Vibration analysis of high speed and light weight mechanism systems must consider the mechanisms as elastic bodies in order to accurately predict their performance of specified functions. A general model to describe the elastic motion of a mechanism can be properly established with the use of standard spatial finite element methods, which results in a set of second order differential equations. A common assumption in this procedure is that the total motion is comprised of an elastic motion superposed onto the rigid body motion. As a result, the equations of elastic motion have as an important feature time dependent coefficients.
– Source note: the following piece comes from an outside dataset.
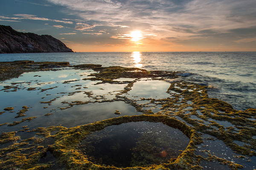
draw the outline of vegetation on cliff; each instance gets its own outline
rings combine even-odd
[[[51,35],[18,32],[0,25],[0,53],[73,52]]]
If the effects of non-linear elastic deflections and/or non-linear joint characteristics (e.g., clearances) are considered, the equations of motion will be non-linear [1].
The problem of a numerical solution for the formulated differential equations has been the focus of extensive research in the field of dynamics of mechanisms [2]. The dynamic response of a flexible mechanism can be viewed as a transient response and a steady state response. A class of methods for the dynamic analysis is based on the classical numerical integration techniques such as the fourth order Runge-Kutta method and the Newmark method [1,2]. These methods can be made general and flexible for an initial value problem. They are, however, inefficient for the purpose of steady state response.
Another class of methods were developed for the linear systems. In an algorithm presented in reference [3], the time domain is divided into a series of subintervals, in which the coefficient matrices are approximated to be constant. Within each subinterval, a modal analysis approach can be applied, and the transient response can be found step by step. A closed form solution procedure is also devised for the steady state response by applying the boundary conditions for periodic motions and by solving a set of linear algebraic equations [4]. This algorithm is further modified in reference [5] with improved computational efficiency. A similar algorithm for steady state response is also proposed in reference [1] based on a multi-step integration scheme. This class of methods cannot be directly applied to solve the non-linear problems.
This paper presents a new algorithm for solving the general dynamic response of flexible mechanisms. The algorithm is in the same spirit of time domain discretization as of reference [3], but it uses an entirely different scheme. The proposed method is based on a variational approach and employs temporal finite elements. The governing differential equations of motion with time-varying coefficient matrices are first transformed into a weighted integral form in an application of Hamilton's principle. Then the equations of the weak form are discretized in the time domain by applying the finite element in time method. The final set of algebraic equations are obtained, describing system response in terms of a set of temporal nodes of all spatial degrees of freedom of the system.